Hypertensive emergency presenting with acute spontaneous subdural hematoma

J Cardiol Cases. 2018 Oct 16;19(1):25-28. doi: 10.1016/j.jccase.2018.09.001. eCollection 2019 Jan.

Abstract

Hypertensive crisis is a serious medical condition defined as severely elevated blood pressure; typically the systolic blood pressure is above 180 mmHg, and/or the diastolic blood pressure is above 120 mmHg. Hypertensive crises are divided into two categories: hypertensive urgency and hypertensive emergency. Hypertensive urgency is asymptomatic while hypertensive emergency presents with end-organ damage requiring more aggressive blood-pressure lowering. The common presentations for neurological end-organ dysfunction in conjunction with hypertensive emergency include ischemic strokes, intracranial hemorrhage, subarachnoid hemorrhage, head trauma, and hypertensive encephalopathy. The occurrence of acute spontaneous subdural hematoma (SDH) as a neurological end-organ damage complicating hypertensive crisis is rare and should receive tight blood-pressure lowering to prevent further bleeding.
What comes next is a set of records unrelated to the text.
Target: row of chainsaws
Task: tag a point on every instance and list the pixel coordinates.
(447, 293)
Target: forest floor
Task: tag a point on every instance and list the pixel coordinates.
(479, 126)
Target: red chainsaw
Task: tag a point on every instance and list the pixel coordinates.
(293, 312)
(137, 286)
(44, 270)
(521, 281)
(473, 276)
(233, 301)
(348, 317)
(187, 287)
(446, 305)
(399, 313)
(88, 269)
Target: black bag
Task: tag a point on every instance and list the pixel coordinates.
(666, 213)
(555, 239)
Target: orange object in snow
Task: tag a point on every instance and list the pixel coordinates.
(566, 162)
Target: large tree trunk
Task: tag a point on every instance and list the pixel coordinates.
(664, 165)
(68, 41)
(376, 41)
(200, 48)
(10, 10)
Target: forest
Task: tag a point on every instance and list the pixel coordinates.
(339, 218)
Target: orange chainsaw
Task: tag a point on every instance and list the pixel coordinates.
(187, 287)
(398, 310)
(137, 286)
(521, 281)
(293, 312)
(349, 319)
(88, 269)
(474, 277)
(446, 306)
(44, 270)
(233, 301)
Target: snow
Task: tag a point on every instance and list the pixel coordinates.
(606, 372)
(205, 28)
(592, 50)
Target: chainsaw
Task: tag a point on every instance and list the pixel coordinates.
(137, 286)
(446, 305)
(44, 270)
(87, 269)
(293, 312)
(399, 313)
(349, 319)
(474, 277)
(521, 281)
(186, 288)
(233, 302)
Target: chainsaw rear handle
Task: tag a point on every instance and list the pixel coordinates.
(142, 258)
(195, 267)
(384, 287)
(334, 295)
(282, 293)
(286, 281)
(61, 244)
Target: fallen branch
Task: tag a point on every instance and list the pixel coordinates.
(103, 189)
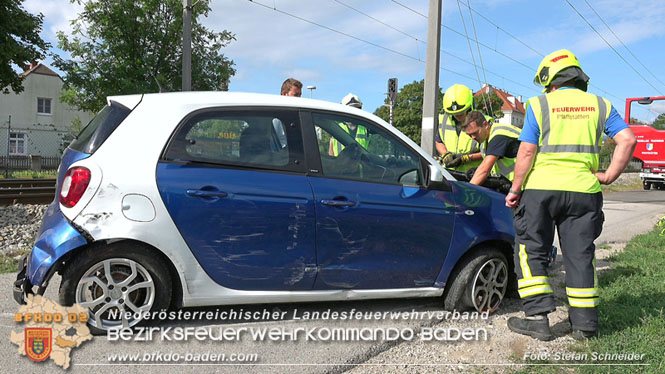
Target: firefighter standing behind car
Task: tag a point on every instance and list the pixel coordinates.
(458, 151)
(557, 183)
(498, 146)
(358, 132)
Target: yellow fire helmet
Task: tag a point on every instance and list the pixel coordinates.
(457, 99)
(552, 64)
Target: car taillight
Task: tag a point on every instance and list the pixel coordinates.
(73, 185)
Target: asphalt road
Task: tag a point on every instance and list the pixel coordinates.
(626, 213)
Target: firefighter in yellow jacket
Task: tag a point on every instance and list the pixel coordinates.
(557, 183)
(498, 146)
(458, 151)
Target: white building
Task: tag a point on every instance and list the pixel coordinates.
(40, 123)
(512, 108)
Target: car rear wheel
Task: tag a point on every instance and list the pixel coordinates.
(480, 282)
(117, 283)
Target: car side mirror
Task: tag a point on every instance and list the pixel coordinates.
(436, 180)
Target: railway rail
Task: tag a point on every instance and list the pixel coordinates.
(26, 191)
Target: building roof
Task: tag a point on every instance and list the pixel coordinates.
(39, 68)
(510, 102)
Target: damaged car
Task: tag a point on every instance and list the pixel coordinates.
(194, 199)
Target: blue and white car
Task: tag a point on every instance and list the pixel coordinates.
(209, 198)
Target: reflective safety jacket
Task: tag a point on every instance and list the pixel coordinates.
(457, 144)
(362, 138)
(571, 126)
(503, 166)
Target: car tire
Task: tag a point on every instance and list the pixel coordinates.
(480, 282)
(140, 282)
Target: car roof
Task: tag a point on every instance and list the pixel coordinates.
(219, 98)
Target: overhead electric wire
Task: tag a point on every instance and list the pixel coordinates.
(622, 43)
(611, 46)
(475, 67)
(352, 37)
(379, 21)
(480, 56)
(494, 49)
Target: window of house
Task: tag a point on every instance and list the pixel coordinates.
(43, 105)
(17, 144)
We present a case of hypertensive emergency complicated with acute spontaneous SDH. <Learning objective: Acute spontaneous subdural hematoma as a neurological end-organ damage complicating hypertensive crisis is a rare entity. Hypertensive crisis presenting with acute spontaneous subdural hematoma prompts tight blood pressure control in timely manner to prevent permanent neurological sequalae. Rapid and severe elevation in the blood pressure might be a potential etiology of spontaneous bleeding into the subdural space. Further studies are needed to investigate this finding>.

Keywords: Acute spontaneous subdural hematoma; Hypertension; Hypertensive crisis; Hypertensive emergency.